Now the length is not right (303 instead of 301), and the second and the third elements are ‘.’ that cannot be floated.
@pltrdy
I figure, we may find the number of the dimensions by counting how many of them can be floated.
def get_dimension_size(line):
size=0
l_split = line.decode('utf8').strip().split()
for i in l_split:
try:
_=float(i)
size=size+1
except:
pass
return size
Then the size indicates where the boundary between the word and the numbers should be:
def get_embeddings(file):
embs = dict()
firstLine=open(file,'r').readline()
dimension=get_dimension_size(firstLine) # look at the first line to get the dimension
for l in open(file, 'rb').readlines():
l_split = l.decode('utf8').strip().split()
if len(l_split) == 2:
continue
emb=l_split[-1*dimension:] # use the dimension to mark the boundary
word=l_split[:-1*dimension]
word=''.join(word)
embs[word] = [float(em) for em in emb]
print("Got {} embeddings from {}".format(len(embs), file))
return embs
May not be the most elegant way to solve the problem, but it works …
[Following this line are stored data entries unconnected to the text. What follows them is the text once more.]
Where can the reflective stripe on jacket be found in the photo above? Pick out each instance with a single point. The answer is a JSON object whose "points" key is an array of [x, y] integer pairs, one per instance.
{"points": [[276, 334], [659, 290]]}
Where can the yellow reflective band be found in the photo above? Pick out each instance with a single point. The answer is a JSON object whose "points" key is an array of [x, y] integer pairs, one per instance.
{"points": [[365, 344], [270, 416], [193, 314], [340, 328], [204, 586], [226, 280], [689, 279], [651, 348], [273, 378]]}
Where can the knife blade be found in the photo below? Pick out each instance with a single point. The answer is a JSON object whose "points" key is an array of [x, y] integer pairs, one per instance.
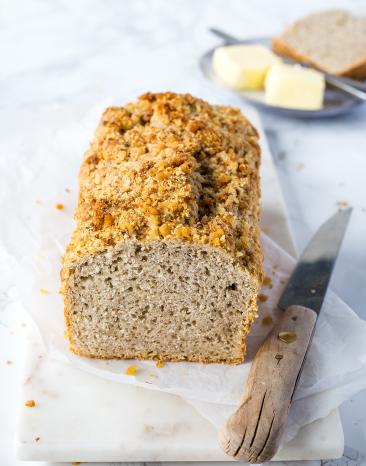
{"points": [[253, 433], [309, 281]]}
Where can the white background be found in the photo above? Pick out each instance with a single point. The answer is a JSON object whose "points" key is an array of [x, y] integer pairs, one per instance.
{"points": [[64, 61]]}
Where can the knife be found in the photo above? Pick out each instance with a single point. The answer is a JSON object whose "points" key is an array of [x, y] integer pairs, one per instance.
{"points": [[349, 86], [253, 433]]}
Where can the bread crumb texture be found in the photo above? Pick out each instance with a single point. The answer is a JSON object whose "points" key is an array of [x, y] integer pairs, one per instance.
{"points": [[131, 370], [165, 261], [170, 167]]}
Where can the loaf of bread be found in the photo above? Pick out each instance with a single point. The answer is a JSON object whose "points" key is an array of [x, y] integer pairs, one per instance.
{"points": [[165, 261], [333, 41]]}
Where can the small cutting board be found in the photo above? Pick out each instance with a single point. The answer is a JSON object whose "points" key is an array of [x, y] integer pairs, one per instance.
{"points": [[80, 417]]}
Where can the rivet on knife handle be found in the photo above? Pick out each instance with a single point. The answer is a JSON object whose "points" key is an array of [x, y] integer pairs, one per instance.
{"points": [[253, 432]]}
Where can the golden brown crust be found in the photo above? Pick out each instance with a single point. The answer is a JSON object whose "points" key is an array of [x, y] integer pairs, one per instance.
{"points": [[169, 167], [357, 71]]}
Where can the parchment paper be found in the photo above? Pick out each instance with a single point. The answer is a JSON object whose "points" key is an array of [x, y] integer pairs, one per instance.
{"points": [[33, 239]]}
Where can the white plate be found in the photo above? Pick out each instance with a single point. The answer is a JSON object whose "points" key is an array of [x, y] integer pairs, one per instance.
{"points": [[335, 102]]}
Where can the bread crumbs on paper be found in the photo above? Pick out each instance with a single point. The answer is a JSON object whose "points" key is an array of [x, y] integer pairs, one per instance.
{"points": [[267, 281], [262, 297], [131, 370]]}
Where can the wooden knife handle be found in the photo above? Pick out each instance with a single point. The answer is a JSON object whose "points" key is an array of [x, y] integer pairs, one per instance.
{"points": [[253, 433]]}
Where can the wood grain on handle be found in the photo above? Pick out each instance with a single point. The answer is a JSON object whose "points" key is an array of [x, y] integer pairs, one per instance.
{"points": [[253, 432]]}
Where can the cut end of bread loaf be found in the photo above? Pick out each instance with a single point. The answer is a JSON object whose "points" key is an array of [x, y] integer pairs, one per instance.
{"points": [[333, 41], [165, 261], [161, 300]]}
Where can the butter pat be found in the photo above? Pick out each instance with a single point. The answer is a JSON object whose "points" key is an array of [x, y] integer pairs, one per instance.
{"points": [[243, 66], [294, 86]]}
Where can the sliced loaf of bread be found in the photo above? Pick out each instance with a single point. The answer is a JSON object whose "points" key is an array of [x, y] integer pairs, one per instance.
{"points": [[165, 261], [333, 41]]}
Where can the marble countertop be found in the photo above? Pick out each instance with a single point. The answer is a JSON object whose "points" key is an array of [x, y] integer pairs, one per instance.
{"points": [[65, 60]]}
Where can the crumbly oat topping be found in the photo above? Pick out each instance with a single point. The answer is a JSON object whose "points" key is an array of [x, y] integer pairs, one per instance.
{"points": [[170, 167]]}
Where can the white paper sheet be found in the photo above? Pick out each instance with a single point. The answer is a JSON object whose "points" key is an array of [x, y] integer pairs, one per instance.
{"points": [[33, 240]]}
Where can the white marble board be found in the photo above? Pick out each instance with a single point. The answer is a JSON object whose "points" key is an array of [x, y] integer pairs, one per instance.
{"points": [[80, 417]]}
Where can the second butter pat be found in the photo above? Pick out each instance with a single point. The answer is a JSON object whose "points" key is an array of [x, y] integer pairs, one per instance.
{"points": [[243, 66], [294, 87]]}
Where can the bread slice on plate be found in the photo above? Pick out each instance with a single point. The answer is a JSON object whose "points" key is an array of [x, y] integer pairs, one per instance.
{"points": [[165, 261], [333, 41]]}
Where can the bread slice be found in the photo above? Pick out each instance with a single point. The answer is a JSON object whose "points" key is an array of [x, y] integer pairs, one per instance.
{"points": [[333, 41], [165, 260]]}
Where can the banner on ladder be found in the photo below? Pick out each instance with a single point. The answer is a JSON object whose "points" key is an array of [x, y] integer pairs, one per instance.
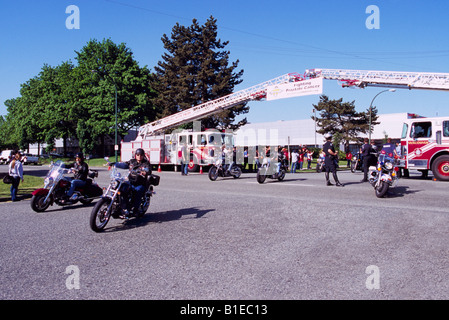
{"points": [[295, 89]]}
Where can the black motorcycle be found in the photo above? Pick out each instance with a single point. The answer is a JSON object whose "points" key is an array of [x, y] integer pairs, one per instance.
{"points": [[118, 193], [356, 162], [268, 170], [218, 169], [56, 185]]}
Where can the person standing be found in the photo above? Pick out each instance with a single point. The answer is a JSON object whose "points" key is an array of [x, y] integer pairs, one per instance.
{"points": [[81, 170], [295, 157], [329, 161], [366, 156], [184, 160], [16, 172]]}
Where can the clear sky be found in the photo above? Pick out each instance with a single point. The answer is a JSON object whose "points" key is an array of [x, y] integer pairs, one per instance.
{"points": [[269, 38]]}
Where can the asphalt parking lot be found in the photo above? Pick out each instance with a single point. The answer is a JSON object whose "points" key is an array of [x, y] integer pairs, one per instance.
{"points": [[236, 239]]}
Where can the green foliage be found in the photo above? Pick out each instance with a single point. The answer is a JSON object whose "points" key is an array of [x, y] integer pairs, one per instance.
{"points": [[71, 101], [342, 120], [195, 69]]}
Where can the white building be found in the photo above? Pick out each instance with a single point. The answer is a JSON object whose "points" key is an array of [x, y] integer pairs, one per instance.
{"points": [[303, 132]]}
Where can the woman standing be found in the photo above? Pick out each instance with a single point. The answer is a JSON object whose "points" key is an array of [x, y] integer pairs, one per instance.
{"points": [[16, 171]]}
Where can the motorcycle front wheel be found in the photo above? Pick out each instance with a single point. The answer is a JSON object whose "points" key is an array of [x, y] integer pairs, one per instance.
{"points": [[237, 172], [281, 175], [38, 204], [261, 176], [213, 173], [144, 205], [100, 215], [381, 189]]}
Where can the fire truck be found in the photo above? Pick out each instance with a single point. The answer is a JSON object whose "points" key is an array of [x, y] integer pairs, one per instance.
{"points": [[165, 149], [425, 146]]}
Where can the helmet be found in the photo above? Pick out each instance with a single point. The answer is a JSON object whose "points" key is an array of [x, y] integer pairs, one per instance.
{"points": [[140, 151], [79, 155]]}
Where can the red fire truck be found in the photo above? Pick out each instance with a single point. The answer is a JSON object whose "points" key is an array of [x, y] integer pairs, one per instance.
{"points": [[164, 149], [425, 146]]}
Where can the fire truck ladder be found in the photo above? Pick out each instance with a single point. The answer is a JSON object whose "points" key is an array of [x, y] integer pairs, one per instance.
{"points": [[256, 92], [348, 78], [391, 79]]}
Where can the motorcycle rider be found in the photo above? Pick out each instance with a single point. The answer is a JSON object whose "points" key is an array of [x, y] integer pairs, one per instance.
{"points": [[329, 161], [81, 169], [138, 182]]}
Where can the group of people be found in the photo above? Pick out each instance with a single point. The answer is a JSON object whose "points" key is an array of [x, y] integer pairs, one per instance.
{"points": [[15, 170]]}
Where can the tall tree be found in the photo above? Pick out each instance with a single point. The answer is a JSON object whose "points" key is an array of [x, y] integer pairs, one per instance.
{"points": [[104, 70], [341, 118], [196, 69]]}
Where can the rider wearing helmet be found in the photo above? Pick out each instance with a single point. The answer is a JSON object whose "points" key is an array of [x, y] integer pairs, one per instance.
{"points": [[138, 181], [81, 169]]}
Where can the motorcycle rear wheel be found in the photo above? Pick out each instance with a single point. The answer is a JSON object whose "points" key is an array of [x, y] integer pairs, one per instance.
{"points": [[261, 176], [381, 189], [213, 173], [37, 203], [281, 175], [100, 215], [237, 172]]}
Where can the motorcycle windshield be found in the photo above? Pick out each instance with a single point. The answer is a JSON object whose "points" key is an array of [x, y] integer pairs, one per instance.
{"points": [[55, 169], [118, 173]]}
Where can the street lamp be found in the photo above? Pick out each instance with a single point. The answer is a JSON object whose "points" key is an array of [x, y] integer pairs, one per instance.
{"points": [[370, 110], [115, 87]]}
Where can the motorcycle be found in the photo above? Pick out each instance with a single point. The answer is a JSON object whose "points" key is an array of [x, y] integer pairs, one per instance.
{"points": [[110, 204], [384, 175], [356, 163], [56, 185], [268, 170], [217, 169], [319, 164]]}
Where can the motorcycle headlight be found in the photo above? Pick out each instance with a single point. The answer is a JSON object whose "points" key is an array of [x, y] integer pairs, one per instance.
{"points": [[48, 181], [114, 184]]}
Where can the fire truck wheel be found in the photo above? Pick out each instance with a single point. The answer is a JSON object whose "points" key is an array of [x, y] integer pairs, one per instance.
{"points": [[440, 168], [192, 166]]}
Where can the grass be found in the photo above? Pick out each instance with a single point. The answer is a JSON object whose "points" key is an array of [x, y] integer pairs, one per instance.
{"points": [[29, 184]]}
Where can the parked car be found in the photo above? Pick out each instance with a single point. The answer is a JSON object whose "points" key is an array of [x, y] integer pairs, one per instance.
{"points": [[30, 159]]}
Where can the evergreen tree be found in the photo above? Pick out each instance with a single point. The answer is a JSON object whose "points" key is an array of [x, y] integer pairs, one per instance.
{"points": [[195, 69], [341, 118]]}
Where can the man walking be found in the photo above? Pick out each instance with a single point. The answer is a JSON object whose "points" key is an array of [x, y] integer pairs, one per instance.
{"points": [[330, 161]]}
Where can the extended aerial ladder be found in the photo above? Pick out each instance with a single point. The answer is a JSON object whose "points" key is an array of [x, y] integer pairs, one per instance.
{"points": [[348, 78]]}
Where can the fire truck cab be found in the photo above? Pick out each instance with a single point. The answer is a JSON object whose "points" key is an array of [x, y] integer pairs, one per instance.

Actually, I didn’t mean the encoding of the vectors but the unicode character by which the lines are split. For my case for instance, I simply changed l_split = l.decode(‘utf8’).strip().split() to l_split = l.decode('utf8').strip().split(' ') . It was for fastext embeddings.
When you use pre-trained embeddings, you load them when initializing the encoder/decoder, and their value will be updated during training as long as you do not set the -fix_word_vecs_dec or -fix_word_vecs_enc options to true.
Hello @pltrdy ,
Doing Translation from language 1 to language 2 suppose that you use word vectors for language 1 and word vectors for language 2, however you are using the same Glove file (containing words of only one language) to get word vectors of the vocab of the both languages which does not look correct. Am I missing something ?
That’s correct, the script should allow to pass two embedding files. In fact, I’m working in summarization = both encoder and decoder are the same language.
Do not hesitate to suggest a pull request if you fix it.